Cash Flow from Operations
2022 2021
Net income $ 310,700 $ 358,800
Plus depreciation expense 70,000 60,000
+ Decrease (increase) in accounts receivable and inventory (135,000)
+ Increase (decrease) in current liabilities 29,000
Cash flow from operations $ 274,700 $ 418,800

*Operating expenses include depreciation expense.
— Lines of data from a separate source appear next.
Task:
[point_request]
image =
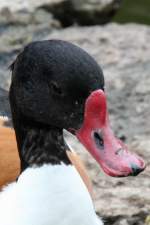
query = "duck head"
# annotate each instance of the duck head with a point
(55, 86)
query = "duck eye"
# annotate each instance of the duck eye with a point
(55, 88)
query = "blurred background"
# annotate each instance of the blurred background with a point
(117, 34)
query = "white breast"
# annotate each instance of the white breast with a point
(49, 195)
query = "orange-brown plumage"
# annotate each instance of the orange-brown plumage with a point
(10, 162)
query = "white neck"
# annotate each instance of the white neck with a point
(47, 195)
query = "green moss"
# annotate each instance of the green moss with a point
(137, 11)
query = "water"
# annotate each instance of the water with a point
(137, 11)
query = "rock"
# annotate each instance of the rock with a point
(68, 12)
(126, 65)
(5, 108)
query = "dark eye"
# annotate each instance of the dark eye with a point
(56, 89)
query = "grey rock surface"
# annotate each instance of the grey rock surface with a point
(67, 12)
(124, 54)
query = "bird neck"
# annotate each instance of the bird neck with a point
(39, 144)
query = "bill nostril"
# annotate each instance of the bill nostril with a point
(119, 151)
(136, 169)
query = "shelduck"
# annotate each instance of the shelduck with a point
(57, 85)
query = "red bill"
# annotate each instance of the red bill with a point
(98, 138)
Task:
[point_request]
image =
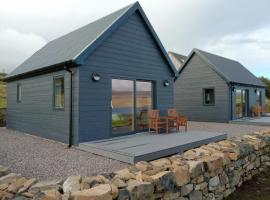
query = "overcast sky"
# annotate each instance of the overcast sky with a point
(238, 29)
Additional financial information, including industry averages for 2022, where appropriate, includes:

2022 2021 Industry 2022
Capital expenditures $ 115,000 $ 120,000
Income tax rate 35% 35% 35.0%
Depreciation expense $ 70,000 $ 60,000
Dividends $ 48,000 $ 48,000
Year-end stock price $ 2.45 $ 3 25.00
Number of outstanding shares 1,820,000 1,820,000
Sales multiplier 1.50
Free cash flow multiplier 18.00
Earnings multiplier 9.00
Cost of capital 5% 5%
Accounts receivable turnover 11.10
Inventory turnover 10.50
Current ratio 2.30
Quick ratio 1.90
Cash flow from operations ratio 1.20
Free cash flow ratio 1.10
Gross margin percentage 30.0%
Return on assets (net book value) 20.0%
Return on equity 30.0%

Required:

Develop a business valuation for Williams Company for 2022 using the following methods: (1) book value of equity, (2) market value of equity, (3) discounted cash flow (DCF), (4) enterprise value, and (5) all the multiples-based valuations for which there is an industry average multiplier. For the calculation of the DCF valuation, you may use the simplifying assumption that free cash flows will continue indefinitely at the amount in 2022.